[Date Prev][Date Next][Thread Prev][Thread Next][Date Index][Thread Index]

Re: [HTCondor-users] condor will not use preferred host at all



If I grep in all the logs for one of the ids for a job in the queue I
see this in the MatchLog:

Matched 21283.0 prod_user@xxxxxxxxxxxxxxxxx
<192.168.10.2:9618?addrs=192.168.10.2-9618+[--1]-9618&noUDP&sock=522229_3c3e_4>
preempting none
<192.168.11.1:9618?addrs=192.168.11.1-9618+[--1]-9618&noUDP&sock=14430_5bb5_3>
slot1@chopin

This message repeats 132 times (once for each slot on chopin) and then
I see this:

Rejected 21283.0 prod_user@xxxxxxxxxxxxxxxxx
<192.168.10.2:9618?addrs=192.168.10.2-9618+[--1]-9618&noUDP&sock=522229_3c3e_4>:
no match found

That sequence of 133 message repeats over and over.

Is this a clue to anything?


On Mon, Feb 19, 2018 at 5:55 PM, Larry Martell <larry.martell@xxxxxxxxx> wrote:
> If I run ps -efal | grep condor on the 2 execute hosts the only
> difference is that on chopin (the one I cannot get condor to use) it
> has this:
>
> condor_shared_port
>
> That is not on liszt.
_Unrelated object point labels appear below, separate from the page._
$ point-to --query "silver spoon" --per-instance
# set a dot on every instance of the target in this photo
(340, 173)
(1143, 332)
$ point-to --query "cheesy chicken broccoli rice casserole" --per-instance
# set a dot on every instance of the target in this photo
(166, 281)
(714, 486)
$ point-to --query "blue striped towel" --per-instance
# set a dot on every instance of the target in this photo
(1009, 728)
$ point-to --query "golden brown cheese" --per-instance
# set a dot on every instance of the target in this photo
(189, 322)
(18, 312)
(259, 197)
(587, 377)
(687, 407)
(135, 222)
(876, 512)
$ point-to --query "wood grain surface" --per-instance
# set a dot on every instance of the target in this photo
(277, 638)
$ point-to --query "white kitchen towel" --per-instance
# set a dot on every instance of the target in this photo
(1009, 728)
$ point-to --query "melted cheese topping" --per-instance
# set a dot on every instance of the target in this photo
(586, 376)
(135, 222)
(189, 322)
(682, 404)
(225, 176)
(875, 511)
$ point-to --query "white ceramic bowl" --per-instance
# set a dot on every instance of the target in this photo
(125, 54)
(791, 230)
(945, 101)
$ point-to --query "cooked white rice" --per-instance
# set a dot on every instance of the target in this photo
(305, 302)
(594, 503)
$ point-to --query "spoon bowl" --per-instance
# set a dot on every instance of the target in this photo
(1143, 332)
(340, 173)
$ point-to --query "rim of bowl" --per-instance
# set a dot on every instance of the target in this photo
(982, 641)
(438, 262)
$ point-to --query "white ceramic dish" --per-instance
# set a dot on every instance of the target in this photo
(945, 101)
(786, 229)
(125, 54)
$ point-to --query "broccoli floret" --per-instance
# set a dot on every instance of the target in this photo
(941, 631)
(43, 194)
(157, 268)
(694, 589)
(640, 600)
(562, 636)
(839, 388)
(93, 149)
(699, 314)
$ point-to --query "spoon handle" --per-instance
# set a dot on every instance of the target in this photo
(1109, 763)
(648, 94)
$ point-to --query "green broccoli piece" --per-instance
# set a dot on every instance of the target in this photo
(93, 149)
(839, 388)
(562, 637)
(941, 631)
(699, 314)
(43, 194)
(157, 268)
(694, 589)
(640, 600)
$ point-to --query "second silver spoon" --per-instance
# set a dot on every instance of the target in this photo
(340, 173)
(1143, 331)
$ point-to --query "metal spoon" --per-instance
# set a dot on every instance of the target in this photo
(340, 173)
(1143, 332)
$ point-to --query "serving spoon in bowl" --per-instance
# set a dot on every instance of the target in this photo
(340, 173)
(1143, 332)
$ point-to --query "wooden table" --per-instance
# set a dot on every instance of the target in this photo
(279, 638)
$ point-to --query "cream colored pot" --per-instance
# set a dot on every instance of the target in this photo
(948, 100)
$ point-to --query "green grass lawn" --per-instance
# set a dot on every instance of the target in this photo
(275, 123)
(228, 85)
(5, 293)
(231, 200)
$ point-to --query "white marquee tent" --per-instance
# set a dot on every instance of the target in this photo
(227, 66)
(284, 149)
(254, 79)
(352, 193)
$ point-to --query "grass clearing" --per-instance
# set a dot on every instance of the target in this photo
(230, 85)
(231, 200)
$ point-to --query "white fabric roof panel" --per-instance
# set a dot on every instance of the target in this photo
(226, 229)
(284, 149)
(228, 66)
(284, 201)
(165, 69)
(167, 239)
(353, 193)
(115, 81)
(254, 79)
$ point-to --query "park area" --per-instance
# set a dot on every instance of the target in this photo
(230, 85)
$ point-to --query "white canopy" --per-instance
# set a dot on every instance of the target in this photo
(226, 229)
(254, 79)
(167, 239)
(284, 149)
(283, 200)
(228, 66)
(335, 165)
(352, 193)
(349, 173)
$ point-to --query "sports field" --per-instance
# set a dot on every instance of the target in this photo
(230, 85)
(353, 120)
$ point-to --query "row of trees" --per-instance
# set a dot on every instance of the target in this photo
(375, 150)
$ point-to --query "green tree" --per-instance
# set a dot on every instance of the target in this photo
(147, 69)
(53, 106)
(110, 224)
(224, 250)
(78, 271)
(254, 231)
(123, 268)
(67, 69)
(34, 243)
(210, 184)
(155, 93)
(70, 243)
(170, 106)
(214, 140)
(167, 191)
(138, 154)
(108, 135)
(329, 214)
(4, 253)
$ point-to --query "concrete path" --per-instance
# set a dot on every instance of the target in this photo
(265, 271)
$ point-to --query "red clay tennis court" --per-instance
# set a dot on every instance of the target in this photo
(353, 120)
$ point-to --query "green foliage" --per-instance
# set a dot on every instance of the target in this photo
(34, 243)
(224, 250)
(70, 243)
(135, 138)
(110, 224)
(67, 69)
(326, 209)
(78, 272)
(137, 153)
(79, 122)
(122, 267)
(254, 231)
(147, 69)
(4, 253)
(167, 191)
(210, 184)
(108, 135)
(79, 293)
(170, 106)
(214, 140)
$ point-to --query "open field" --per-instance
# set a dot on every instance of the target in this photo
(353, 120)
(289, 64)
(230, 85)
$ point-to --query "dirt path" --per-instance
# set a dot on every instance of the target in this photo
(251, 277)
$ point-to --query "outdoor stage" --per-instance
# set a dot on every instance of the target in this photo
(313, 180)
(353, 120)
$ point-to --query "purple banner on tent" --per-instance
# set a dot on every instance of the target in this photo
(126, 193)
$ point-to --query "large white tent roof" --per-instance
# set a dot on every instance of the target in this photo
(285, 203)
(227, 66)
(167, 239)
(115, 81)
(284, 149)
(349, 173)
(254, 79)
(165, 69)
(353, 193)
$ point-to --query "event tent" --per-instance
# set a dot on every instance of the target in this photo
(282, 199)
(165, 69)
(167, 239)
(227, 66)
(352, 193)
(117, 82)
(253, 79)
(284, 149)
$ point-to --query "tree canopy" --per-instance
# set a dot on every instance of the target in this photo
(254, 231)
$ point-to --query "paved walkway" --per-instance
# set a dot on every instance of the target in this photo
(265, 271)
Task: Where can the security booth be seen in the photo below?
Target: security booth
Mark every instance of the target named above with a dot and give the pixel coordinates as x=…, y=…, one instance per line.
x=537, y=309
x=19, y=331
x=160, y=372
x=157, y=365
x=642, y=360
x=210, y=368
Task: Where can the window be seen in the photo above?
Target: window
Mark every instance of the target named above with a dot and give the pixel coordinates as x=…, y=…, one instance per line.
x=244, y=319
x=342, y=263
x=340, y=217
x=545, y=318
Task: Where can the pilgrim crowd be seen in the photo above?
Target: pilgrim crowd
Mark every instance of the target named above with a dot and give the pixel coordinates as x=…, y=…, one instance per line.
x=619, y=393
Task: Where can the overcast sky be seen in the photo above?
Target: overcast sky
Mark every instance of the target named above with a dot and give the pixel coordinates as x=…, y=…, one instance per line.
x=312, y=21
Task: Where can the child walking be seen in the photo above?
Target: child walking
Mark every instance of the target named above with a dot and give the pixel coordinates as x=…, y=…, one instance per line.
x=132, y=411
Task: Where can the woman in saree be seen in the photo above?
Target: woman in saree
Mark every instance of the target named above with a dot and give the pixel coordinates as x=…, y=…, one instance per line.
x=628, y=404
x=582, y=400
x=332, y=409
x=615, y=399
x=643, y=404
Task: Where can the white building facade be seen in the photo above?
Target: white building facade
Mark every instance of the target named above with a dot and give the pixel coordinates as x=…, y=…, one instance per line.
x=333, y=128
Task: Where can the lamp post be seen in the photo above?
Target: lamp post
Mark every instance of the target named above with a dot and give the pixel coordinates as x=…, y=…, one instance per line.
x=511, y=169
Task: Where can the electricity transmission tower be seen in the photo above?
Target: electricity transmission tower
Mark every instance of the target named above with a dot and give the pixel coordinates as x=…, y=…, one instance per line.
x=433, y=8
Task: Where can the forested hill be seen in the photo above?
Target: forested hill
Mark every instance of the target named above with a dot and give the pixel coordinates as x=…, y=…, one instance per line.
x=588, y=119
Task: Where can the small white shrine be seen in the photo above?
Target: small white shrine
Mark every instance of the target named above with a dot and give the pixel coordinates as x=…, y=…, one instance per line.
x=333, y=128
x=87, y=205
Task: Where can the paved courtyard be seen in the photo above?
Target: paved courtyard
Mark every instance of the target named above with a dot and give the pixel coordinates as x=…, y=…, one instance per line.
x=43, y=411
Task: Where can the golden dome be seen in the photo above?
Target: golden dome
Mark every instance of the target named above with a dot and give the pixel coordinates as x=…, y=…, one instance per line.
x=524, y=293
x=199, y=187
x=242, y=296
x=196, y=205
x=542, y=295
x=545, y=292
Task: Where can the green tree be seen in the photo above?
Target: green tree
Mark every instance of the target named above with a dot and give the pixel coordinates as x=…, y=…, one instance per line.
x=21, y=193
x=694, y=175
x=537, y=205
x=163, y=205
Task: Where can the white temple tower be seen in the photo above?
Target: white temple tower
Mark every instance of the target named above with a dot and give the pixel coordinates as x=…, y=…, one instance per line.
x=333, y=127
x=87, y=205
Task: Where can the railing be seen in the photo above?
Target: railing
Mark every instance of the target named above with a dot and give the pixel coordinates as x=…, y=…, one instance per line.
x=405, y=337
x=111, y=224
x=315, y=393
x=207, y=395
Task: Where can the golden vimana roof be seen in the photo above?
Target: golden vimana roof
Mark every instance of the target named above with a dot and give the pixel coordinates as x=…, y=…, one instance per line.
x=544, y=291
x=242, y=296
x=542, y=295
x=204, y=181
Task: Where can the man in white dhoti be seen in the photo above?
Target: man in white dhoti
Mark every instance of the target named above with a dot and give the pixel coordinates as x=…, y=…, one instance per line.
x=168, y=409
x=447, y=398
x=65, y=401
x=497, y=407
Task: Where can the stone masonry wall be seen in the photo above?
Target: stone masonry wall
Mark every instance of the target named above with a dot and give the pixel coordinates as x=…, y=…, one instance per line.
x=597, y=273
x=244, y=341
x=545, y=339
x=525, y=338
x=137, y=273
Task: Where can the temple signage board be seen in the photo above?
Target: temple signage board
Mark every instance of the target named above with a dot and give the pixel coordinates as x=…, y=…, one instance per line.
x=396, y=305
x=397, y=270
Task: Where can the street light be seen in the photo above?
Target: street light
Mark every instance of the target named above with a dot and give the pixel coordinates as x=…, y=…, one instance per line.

Is that an issue?
>
> On Mon, Feb 19, 2018 at 5:31 PM, Larry Martell <larry.martell@xxxxxxxxx> wrote:
>> On Mon, Feb 19, 2018 at 5:22 PM, Todd Tannenbaum <tannenba@xxxxxxxxxxx> wrote:
>>> On 2/19/2018 4:10 PM, Larry Martell wrote:
>>>>
>>>> As a test I removed liszt from the config and it still will not use
>>>> chopin. Even thought a status shows all slots as 'Unclaimed Idle'
>>>>
>>>
>>> What do you mean when you say "removed liszt from the config" ?
>>
>> I set NUM_SLOTS to 0
>>
>>> Do you mean you removed it from your HTCondor pool (i.e. did condor_off on
>>> liszt) ?
>>>
>>> So now when you do a "condor_status", the only thing you see is slots on
>>> chopin?
>>
>> Correct.
>>
>>> And yet your job remains idle and refuses to run on chopin?
>>
>> Correct.
>>
>>> Maybe your job does not match any slots on chopin
>>
>> What makes a match? Before the reboot the same jobs I am trying to run
>> today were running on chopin and when that was full, ran on liszt.
>>
>>> -- perhaps because chopin
>>> has less memory than liszt, for instance.
>>
>> The 2 machines are identical in every way - CPU, memory, etc. The
>> reason they were rebooted was that a 10G point to point connection was
>> installed between them.
>>
>>> See the manual section "Why is
>>> the job not running?" at http://tinyurl.com/ycbut82r
>>
>> That tiny url does not work, but I've been looking at this page:
>>
>> http://research.cs.wisc.edu/htcondor/CondorWeek2004/presentations/adesmet_admin_tutorial/#DebuggingJobs
>>
>> and here is the output of condor_q -analyze:verbose when run on the master:
>>
>> -- Schedd: bach.elucid.local : <192.168.10.2:20734>
>> No successful match recorded.
>> Last failed match: Mon Feb 19 17:19:52 2018
>>
>> Reason for last match failure: no match found
>>
>> 21283.000:  Run analysis summary ignoring user priority.  Of 132 machines,
>>       0 are rejected by your job's requirements
>>       0 reject your job because of their own requirements
>>       0 match and are already running your jobs
>>       0 match but are serving other users
>>       0 are available to run your job
>>
>>>> On Mon, Feb 19, 2018 at 4:46 PM, Larry Martell <larry.martell@xxxxxxxxx>
>>>> wrote:
>>>>>
>>>>> I have a master and 2 execute hosts (chopin and liszt) and I have one
>>>>> host (chopin) preferred over the other with these settings:
>>>>>
>>>>> NEGOTIATOR_PRE_JOB_RANK = (10000000 * My.Rank) + \
>>>>>     (1000000 * (RemoteOwner =?= UNDEFINED)) + \
>>>>>     (100 * Machine =?= "chopin")
>>>>> NEGOTIATOR_DEPTH_FIRST = True
>>>>>
>>>>> The preferred host is chopin. This has been working fine until Friday
>>>>> when both execute hosts were rebooted. Since then condor will only run
>>>>> jobs on liszt. Even if there are more jobs in the queue then slots on
>>>>> liszt it will not use chopin. A condor_status shows all the slots on
>>>>> chopin as 'Unclaimed Idle' I see all the proper daemons running and no
>>>>> errors in the logs.
>>>>>
>>>>> How can I debug and/or fix this?